Ran Nir-Paz, MD , infectious disease specialist at Hadassah-Hebrew Medical Center, and Ronen Hazan, head of the phage therapy lab at Hebrew University, said the case contributes to the expanding knowledge of phage therapy in several ways.
“First, we succeeded to treat an infection with two bacteria in which we could show in the lab that they probably protect each other from the antibiotics. Second, we showed by simulation in the lab that if a resistant mutant would emerge, we would be able to treat it. Third, this work is a rare example of voluntary collaboration between clinicians,” they told Infectious Disease News.
“This was the first treatment in Israel, which we hope will lead to the establishment of an advance center of personal, adaptive and dynamic research and treatments of infectious diseases medicine.”
The study focused on a 42-year-old man admitted to the trauma unit of Hadassah-Hebrew University Medical Center after a motor vehicle accident with a left bicondylar tibial plateau fracture with compartment syndrome and a right distal femoral fracture, the authors explained.
Six weeks after admission, physicians discovered the left tibia infection with XDR A. baumannii and MDR K. pneumoniae. According to the study, the wound was treated with serial irrigation, debridement, the placement of a cement spacer due to bone loss, and 6 weeks of piperacillin/tazobactam, followed by an 8-week course of meropenem and high-dose colistin, all of which failed to clear the infection.
After the patient refused an above-the-knee amputation 7 months into his hospital stay, doctors turned to a combination of bacteriophage therapy targeting the two bacterial strains, plus IV meropenem and colistin.

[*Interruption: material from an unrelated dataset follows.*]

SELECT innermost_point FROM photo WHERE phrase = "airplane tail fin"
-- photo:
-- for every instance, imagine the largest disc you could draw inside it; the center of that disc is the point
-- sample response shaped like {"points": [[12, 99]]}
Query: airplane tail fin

Within days, there were signs of wound recovery, graft healing and elimination of subtle chronic bone pain in the patient’s leg, the authors reported. During an 8-month post-treatment follow-up, no positive cultures for either A. baumannii or K. pneumoniae were found. The wound closed, the patient’s pain subsided and blood, stool, urine and saliva samples were all clear of bacterial isolates, they reported.
“The main take-home lesson is that with the right tailored phage therapy combined with antibiotics it is, most probably, possible to treat any pathogen or even infection of multiple pathogens,” Nir-Paz and Hazan said. “Moreover, dynamic monitoring and adaptation of the treatment will promise success, even in cases of emergence of resistant bacteria.” – by Caitlyn Stulpin
Disclosures: Nir-Paz and Hazan report no relevant financial disclosures. Please see the study for all other authors’ relevant financial disclosures.